In my work as a public school teacher, I’ve seen the effects of this far more than I ever want to see.
I’m not interested in a blame game. The reasons that some parents become monster-versions of themselves are vast and varied. What I’m interested in is finding a way to reach out to people who feel hopeless and
say show them, “It can get better.”
In some cases, I think folks need a little experiential education. Perhaps the mom I described above just hasn’t seen the gentle way someone might pick up a crying toddler and talk to them about everything they’re seeing in the store. Maybe that mom was only yelled at by her own parents. Perhaps that mom has been implicitly told that immediate obedience is paramount in bringing up babies and that anything should be done to enforce it from day 1. (And we hope instead that this just happened to be the one day we caught her outside of her norm.)
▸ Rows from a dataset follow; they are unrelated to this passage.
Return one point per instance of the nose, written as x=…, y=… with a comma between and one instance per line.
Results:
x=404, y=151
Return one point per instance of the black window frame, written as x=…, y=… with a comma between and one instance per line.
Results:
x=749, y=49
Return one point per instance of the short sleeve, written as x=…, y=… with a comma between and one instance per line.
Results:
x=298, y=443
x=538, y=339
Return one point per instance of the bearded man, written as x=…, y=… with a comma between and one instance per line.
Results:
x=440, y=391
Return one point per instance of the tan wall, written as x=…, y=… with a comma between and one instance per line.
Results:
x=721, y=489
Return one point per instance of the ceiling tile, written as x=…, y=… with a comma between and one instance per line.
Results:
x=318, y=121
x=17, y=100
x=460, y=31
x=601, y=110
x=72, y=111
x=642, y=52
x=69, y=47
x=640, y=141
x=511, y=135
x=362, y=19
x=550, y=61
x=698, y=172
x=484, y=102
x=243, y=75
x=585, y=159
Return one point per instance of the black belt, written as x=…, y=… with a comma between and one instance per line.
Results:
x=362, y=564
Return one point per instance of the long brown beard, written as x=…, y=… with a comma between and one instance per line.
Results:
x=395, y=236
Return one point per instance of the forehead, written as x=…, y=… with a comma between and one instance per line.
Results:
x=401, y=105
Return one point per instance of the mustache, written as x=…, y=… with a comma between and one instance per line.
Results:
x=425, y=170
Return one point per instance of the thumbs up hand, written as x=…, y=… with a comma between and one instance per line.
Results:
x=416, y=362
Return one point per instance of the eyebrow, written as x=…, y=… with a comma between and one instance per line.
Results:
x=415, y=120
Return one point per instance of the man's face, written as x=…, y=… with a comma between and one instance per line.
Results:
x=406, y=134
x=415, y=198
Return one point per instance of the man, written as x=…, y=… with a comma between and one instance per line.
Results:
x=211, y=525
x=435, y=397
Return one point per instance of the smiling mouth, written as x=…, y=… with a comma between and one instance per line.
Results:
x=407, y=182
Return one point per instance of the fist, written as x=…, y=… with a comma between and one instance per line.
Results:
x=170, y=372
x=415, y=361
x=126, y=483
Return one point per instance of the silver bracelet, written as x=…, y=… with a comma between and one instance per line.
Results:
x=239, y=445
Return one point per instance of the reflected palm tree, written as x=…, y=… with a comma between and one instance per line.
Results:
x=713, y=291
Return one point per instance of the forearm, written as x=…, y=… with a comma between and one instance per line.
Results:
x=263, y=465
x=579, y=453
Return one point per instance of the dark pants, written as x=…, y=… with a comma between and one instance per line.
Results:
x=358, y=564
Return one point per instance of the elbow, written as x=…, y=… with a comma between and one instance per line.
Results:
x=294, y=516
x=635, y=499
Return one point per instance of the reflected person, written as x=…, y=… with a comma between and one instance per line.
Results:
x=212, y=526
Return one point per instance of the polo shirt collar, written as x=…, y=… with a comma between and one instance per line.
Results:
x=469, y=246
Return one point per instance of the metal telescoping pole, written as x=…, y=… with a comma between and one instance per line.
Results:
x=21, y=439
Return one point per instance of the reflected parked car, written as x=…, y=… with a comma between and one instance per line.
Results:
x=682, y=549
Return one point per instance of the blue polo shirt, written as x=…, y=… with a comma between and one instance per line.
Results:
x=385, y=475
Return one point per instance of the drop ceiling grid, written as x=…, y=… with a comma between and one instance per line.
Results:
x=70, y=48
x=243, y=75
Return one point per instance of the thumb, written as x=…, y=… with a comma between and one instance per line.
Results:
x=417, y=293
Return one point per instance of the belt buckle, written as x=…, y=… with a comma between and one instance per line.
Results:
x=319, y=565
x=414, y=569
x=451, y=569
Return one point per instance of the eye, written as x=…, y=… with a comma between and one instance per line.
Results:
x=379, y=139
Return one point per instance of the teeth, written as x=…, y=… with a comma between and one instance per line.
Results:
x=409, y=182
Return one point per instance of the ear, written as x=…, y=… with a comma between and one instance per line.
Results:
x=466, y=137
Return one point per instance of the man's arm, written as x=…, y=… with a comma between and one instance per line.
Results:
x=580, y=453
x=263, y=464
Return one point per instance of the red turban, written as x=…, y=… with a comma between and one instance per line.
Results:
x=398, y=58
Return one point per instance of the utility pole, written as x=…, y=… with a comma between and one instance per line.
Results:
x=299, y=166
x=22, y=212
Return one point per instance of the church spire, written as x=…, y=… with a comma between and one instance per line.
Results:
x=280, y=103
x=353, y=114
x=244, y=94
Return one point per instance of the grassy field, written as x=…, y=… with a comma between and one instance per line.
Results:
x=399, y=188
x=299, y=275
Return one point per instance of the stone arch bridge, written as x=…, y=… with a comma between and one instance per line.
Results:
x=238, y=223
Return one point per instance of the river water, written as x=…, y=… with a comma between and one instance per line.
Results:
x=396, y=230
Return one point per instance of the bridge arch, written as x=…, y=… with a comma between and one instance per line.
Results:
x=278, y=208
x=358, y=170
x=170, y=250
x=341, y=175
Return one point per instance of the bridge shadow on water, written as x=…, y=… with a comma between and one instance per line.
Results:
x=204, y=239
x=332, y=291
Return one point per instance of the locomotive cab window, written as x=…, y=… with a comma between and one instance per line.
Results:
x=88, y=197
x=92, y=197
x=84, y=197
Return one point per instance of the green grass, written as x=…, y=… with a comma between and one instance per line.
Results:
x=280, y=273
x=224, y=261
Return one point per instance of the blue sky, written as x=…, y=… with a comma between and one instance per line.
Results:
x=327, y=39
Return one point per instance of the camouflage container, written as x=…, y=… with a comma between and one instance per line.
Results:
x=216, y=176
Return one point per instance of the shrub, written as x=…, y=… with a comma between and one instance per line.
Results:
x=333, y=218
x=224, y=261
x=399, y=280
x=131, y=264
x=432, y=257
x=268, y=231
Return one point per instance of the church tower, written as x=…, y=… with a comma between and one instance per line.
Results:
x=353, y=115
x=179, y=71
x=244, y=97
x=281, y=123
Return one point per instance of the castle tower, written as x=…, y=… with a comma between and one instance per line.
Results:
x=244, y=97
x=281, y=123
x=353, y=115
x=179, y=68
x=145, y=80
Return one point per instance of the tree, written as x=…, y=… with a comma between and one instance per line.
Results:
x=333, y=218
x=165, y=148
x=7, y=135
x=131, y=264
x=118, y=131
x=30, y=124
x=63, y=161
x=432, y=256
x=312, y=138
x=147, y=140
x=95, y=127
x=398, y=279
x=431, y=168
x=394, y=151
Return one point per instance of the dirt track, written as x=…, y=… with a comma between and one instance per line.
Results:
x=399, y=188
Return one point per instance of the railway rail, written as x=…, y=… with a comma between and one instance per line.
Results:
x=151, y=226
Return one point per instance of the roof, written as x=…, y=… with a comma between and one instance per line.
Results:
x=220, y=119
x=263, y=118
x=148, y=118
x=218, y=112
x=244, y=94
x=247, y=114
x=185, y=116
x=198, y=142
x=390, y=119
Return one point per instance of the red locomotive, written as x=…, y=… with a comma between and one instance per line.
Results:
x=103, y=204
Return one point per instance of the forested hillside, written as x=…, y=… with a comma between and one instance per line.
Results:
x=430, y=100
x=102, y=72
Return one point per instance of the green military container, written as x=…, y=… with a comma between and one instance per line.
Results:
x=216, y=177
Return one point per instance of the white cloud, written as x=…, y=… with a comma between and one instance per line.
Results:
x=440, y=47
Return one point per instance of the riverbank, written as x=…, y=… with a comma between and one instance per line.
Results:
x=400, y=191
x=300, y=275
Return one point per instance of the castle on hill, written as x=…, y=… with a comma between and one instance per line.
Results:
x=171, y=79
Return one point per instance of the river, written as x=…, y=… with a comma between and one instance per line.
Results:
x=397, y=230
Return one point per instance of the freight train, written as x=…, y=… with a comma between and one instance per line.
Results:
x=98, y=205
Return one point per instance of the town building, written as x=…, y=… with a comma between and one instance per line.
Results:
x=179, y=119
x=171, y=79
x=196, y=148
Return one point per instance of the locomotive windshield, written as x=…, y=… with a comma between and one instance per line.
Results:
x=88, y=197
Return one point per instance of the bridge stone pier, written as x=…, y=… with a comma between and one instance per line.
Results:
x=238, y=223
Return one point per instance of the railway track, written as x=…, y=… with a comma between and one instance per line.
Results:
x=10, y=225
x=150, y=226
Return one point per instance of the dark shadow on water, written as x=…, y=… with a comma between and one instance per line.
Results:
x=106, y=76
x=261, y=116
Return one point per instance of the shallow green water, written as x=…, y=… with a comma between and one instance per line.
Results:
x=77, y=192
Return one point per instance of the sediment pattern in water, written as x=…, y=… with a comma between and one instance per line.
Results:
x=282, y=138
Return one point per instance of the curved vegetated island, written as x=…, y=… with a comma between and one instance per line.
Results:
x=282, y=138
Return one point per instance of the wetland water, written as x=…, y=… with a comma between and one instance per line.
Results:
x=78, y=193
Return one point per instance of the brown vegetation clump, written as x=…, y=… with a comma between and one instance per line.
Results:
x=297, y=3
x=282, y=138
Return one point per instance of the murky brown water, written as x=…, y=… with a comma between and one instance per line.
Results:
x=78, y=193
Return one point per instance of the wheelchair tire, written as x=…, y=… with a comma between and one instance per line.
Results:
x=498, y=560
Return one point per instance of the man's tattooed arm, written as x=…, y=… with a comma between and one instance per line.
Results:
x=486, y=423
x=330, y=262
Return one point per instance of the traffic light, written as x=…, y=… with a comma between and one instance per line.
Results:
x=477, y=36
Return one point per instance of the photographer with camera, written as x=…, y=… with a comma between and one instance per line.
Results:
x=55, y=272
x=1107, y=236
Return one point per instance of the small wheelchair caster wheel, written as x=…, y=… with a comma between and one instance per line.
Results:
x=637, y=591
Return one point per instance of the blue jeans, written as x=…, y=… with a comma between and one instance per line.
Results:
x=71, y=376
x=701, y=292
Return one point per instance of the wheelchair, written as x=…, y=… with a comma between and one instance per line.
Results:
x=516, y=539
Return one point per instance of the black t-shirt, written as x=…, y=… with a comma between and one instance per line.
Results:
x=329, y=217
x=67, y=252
But maybe more often, parents become so overwhelmed with the task they’ve been assigned that they’re simply too tired to control themselves any longer. Insecurity and exhaustion pour gasoline on the normal frustrations of parenthood, and a fiery rage takes over. (Full front page shout out to the single parents who are getting it done. I don’t know how you do it. It overwhelms me just thinking about it.)
I think it sucks that in the name of being polite, we are supposed to pretend this isn’t happening. What about the kids?
I’m praying about how I can extend a hand without making people feel judged. Because yes, I do judge that some types of parental behavior are unacceptable, but I don’t judge that having bad days makes you invaluable. Otherwise, I’d have to count myself out of the game, too.